Under current SBA Office of Hearings and Appeals jurisprudence, NAICS appeals are limited to solicitations issued on a set-aside basis. If the appeal is successful, and the new NAICS code increases the size standard, it is likely that at least two or more small business concerns could compete for the work, which would then require the agency to set the procurement aside for small businesses under the "rule of two."
SBA’s proposed change would significantly increase the opportunity for small businesses to challenge the size standard associated with a procurement and improve their chances of competing for a contract on a set-aside basis.

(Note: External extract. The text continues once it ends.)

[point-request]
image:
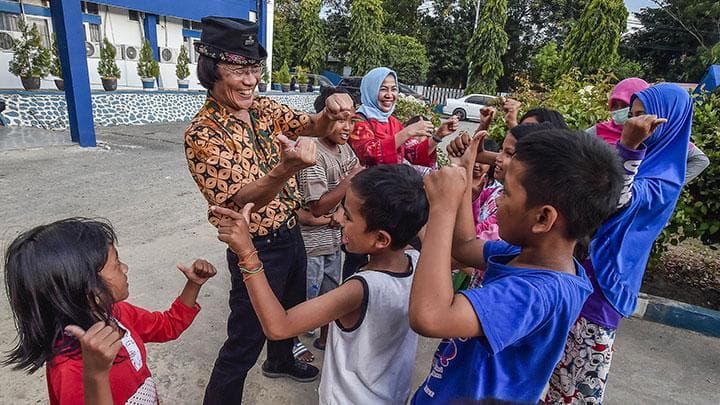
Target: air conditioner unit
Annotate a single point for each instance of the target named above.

These chances would also increase since the SBA is proposing to require separate NAICS codes for individual orders under multiple award contracts (§125.2(e)), which would expand the potential for NAICS code appeals.
New Recertification Requirements
Under existing regulations, a contractor is required to recertify its size status whenever there is a novation, or a merger or acquisition where no novation is required. Recognizing that the current rules are not entirely clear whether both the acquired and acquiring concern need to recertify, the SBA proposes to require recertification from both the acquired concern and the acquiring concern if each has been awarded a contract as a small business. The rule would also require recertification from a joint venture that has been awarded a contract as a small business when there is a novation, acquisition or merger, and the acquired, acquiring or merged concern is a participant in the joint venture. To the extent there was any uncertainty, this rule would ensure that a small business “acquiring” concern must consider the immediate implications of acquiring or merging with another concern, as it would have to recertify within 30 days. (§121.404).
In addition to recertifying size after a novation, merger or acquisition, the proposed rule would also require Service-Disabled Veteran-Owned, HUBZone and Woman-Owned Small Business concerns to recertify their respective status after a novation, merger, or acquisition. This rule would impact situations when the sale, merger or acquisition of a company may not change the size of the concerns, but may affect a concern’s continuing eligibility in one of the programs due to a change, for example, in direct ownership or control. The implications of a recertification of status would thus also have to be considered prior to any sale, merger or acquisition.
Certificate of Competency Program
The proposed rule would extend SBA’s Certificate of Competency Program not only to multiple award contracts, but also orders issued against multiple award contracts where the agency uses a small business offeror’s capacity or credit for purposes of determining suitability for award. (§ 125.5). This rule would mean that the contracting officer would have to refer a small business concern to the SBA for a Certificate of Competency if it denies the award of a task or delivery order on the basis that the small business is non-responsible, even if the next apparently- successful offeror is also a small business.
“On Ramp” Provision
The proposed rule encourages agencies to consider adding an “on ramp” provision in multiple award contracts that would permit the agency to “refresh” the number of small business contract holders, as those numbers may diminish over time due to size changes. (§125.2(e)). Inclusion of such a provision would increase the opportunity for small business contractors to compete for task orders on large, multiple award contracts if they were unable to compete under the original multiple award contract solicitation (and possibly those that were unsuccessful during the first competition).